Di sini jelas, bahwasanya bapak Gus Dur sebagai mantan Menteri Agama di era 40-an, sudah menggulirkan sumbangsih yang sangat bermanfaat bagi bangsa ini, karena Indonesia adalah negara Islam secara substansial namun nasionalis secara formal. Dari keberanian KH. Wahid Hasyim, banyak pihak yang tidak menyukainya. Sehingga tak heran bila beliau meninggal karena diakibatkan kecelakaan, yang diduga akibat ulah musuh-musuh politiknya untuk melenyapkannya.
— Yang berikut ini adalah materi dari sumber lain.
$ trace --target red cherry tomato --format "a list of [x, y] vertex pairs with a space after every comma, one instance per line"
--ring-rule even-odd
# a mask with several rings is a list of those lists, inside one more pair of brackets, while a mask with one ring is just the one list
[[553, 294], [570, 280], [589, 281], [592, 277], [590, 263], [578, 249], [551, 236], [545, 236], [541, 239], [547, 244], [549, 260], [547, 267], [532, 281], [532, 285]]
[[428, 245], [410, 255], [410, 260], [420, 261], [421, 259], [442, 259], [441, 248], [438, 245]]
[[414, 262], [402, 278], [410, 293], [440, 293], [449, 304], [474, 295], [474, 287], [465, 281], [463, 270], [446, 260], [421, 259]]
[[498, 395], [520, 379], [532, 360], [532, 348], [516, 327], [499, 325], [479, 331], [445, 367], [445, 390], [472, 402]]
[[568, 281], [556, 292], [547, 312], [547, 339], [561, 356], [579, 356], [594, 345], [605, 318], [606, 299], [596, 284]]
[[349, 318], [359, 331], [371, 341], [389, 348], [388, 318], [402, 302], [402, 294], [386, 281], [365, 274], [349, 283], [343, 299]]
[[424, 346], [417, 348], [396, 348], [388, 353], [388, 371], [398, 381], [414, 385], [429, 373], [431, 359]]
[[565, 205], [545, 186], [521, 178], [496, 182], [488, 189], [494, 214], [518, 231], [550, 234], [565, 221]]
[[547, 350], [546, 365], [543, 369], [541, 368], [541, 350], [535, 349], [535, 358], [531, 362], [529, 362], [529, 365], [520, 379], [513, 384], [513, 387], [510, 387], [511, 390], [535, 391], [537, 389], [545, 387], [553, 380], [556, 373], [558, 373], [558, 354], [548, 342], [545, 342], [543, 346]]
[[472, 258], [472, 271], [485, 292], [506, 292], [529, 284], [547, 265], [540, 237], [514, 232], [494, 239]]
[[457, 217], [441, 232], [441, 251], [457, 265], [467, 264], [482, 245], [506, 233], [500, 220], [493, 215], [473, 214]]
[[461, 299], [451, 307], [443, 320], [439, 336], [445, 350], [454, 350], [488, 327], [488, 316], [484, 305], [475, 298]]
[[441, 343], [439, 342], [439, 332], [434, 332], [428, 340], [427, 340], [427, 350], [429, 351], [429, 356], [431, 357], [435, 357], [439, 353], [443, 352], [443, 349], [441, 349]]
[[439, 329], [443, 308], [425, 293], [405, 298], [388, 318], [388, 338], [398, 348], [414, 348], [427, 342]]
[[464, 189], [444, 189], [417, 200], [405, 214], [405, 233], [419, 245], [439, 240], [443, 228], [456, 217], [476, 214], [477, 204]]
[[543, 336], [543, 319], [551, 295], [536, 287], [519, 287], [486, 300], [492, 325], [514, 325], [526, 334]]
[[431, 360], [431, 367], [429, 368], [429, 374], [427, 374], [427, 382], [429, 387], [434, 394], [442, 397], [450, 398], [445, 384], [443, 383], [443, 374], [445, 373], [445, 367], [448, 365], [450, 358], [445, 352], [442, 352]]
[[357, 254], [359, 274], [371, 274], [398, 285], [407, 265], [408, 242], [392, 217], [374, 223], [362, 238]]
Dari silsilah kakeknya, Hadhratus Syaikh KH. Hasim Asy’ari, seorang tokoh kharismatik sepanjang sejarah Nahdlatul Ulama yang mampu mengumpulkan kiyai-kiyai untuk menyelamatkan nasionalisme bangsa ini, tanpa meninggalkan tradisi dan ideologi sebagai seorang muslim dan kiyai kharismatik. Tak heran, bila Bung Karno dan Bung Tomo sering meminta petunjuk dari beliau sebelum melangkah mewarnai hitam putih bangsa Indonesia. Peristiwa 10 November yang dijadikan sebagai hari pahlawan, sebenarnya berawal dari tradisi memperingati jasa para pahlawan yang ada dalam NU setiap tahun, atau yang disebut dengan haul.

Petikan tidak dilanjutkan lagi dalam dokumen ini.